The bill expands the scope of security vetting, defining it as a vetting investigation aimed at determining “the security competence of a person and if such person is suitable to access classified information or critical infrastructure of the State or is viewed as vulnerable to blackmail, undue influence or manipulation or security compromise”.

In the absence of prescribed criteria to assess whether a person is vulnerable to “undue influence or manipulation”, a person could be denied such clearance for almost any reason. It is not far-fetched to imagine somebody heading an NGO being denied such clearance because their NGO receives money from, say, George Soros or the Bill and Melinda Gates Foundation, or because that person once chatted to the American ambassador.

The bill makes it clear that the minister has the power to decide which individuals falling within the listed categories would be required to obtain security clearance. This would presumably be done in terms of section 6(1)(b) of the National Strategic Intelligence Act which already empowers the minister to make regulations regarding the carrying out of vetting investigations.

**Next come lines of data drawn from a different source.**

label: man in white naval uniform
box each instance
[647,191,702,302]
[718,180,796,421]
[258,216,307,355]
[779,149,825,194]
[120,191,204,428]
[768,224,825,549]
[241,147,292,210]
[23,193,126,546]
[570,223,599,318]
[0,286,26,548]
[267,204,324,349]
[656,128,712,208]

But the bill is silent on the consequences of being denied security clearance, which suggests that the regulations issued by the minister will be used to impose restrictions on those who operate NGOs or religious institutions who fail to get security clearance. (The bill also expands the powers of the minister to issue regulations on a variety of other topics.)

It must be clear from the above, that some of the provisions in the bill make little sense (what the hell does “potential opportunity to national security” mean?), but there is no doubt that one of the main aims of the bill is to remove many of the restrictions that currently limit the ability of the Intelligence Service to lawfully spy on people and organisations inside South Africa. (Of course, as the High Level Panel Report makes clear, these restrictions have not stopped members of the Intelligence Service from unlawfully spying on people and organisations in South Africa, or from using unlawful methods to do so.)

When I first heard that the bill would require individuals heading NGOs to obtain security clearance, I assumed that this was a case of Hanlon’s Razor, the rule of thumb that one should never attribute to malice that which is adequately explained by stupidity.

After studying the bill, I strongly suspect that the document is the product of a happy marriage between the two.